CS-194-AFP's Project 4

Part 1: Image Classification

I used code largely adapted from the tutorials linked in the spec to create a CNN with 2 convolution layers and 2 fully connected layers for the classification task, trained using Cross-Entropy Loss. My first convolution layer used a kernel size of 5 and had 128 output channels. My second convolution layer used a kernel of size 5 and had 512 output channels. After lots of experimentation, I found that using LeakyReLU nonlinearities and an Adam optimizer with learning rate 0.003 and L2 regularization term of 0.00008 worked best for my network. Each convolution layer was followed by a LeakyReLU and a 2x2 Maxpool. I used an 80-20 train/validation split, and after training on all 50,000 training images for 14 epochs with batchsize 32, I got an overall test and validation accuracy of 89.45%. Below are my per class accuracies:

Class 0 (t-shirt): 89.1%
Class 1 (trousers): 97.9%
Class 2 (pullover): 87.0%
Class 3 (dress): 94.1%
Class 4 (coat): 75.0%
Class 5 (sandal): 98.7%
Class 6 (shirt): 63.2%
Class 7 (sneaker): 95.7%
Class 8 (bag): 97.6%
Class 9 (ankle boot): 96.2%

The accuracies above clearly show that the shirt and coat classes were hardest to correctly classify (lots of false negatives that were instead classified as t-shirt, coat, etc...).

In order are my plots of training and validation loss during training, training and validation accuracy during training, examples of successfully and unsuccessfully classified images of each class, and visualizations of the filters from the first convolution layer.

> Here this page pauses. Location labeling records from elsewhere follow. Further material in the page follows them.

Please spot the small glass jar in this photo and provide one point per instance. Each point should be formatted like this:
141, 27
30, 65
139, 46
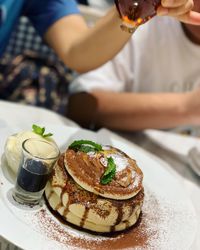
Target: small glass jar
37, 160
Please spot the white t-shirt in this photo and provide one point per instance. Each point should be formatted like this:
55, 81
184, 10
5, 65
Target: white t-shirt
158, 58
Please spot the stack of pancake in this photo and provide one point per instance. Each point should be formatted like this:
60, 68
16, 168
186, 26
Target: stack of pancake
75, 190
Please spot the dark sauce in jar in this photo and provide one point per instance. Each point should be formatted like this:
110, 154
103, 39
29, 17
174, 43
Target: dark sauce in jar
33, 176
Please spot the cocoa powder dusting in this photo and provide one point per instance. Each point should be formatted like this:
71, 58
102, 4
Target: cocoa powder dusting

Training and Validation Loss:

Training and Validation Accuracy:

Successes and Failures:

Filter Visualizations

Part 2: Semantic Segmentation

This part involved semantcally segmenting images of buildings to find which pixels depicted "other", facades, pillars, windows, and balconies. I used the provided code to set up my dataloaders, calculate AP scores, and get results. To actually create my model, I used U-Net (a famous segmentation model you can read about here) as an inspiration. I first pass my data through a convolution layer with 64 output channels and a LeakyReLU nonlinearity. I save this result as "skip connection 1," then use 2x2 Maxpool to spatially shrink my image before passing it through another convolution layer (with 256 output channels) and another LeakyReLU. I save this result as skip connection 2 before using another 2x2 Maxpool to spatially shrink the data. Then I pass it through another convolution layer and LeakyReLU with 256 output channels. I then spatially upsample this result (with a scale factor of 2), concatenate (stack along the channels dimension) skip connection 2, and pass this result through a fourth convolution layer and LeakyReLU with 64 output channels. I then re-spatially upsample this data to get back to the original resolution, and concatenate (stack along the channels dimension) skip connection 1. I pass this through a fifth convolution layer and LeakyReLU with 32 output channels. Finally I pass this through a sixth convolution layer with 5 output channels (1 per class). All convolutions has enough padding to ensure outputs have the same resolution as the input. I calll this arcitecture SmolUNet, and use Cross-Entropy Loss and an Adam optimizer (with learning rate 0.00003 and L2 regularization parameter 0.000001). I used an 85-15 split on the training data to get by train and validation loaders. I trained for 100 epochs to get an average AP score of 52.32. My per-class AP Scores are:

Class 0 (other): 63.44
Class 1 (facade): 70.37
Class 2 (pillar): 8.37
Class 3 (window): 80.30
Class 4 (balcony): 39.11

From these results it's clear the model is not good at segmenting pillars, but is good at segmenting windows. This can be clearly seen in the examples below, where there are lots of false positives for pillars, but the windows look good.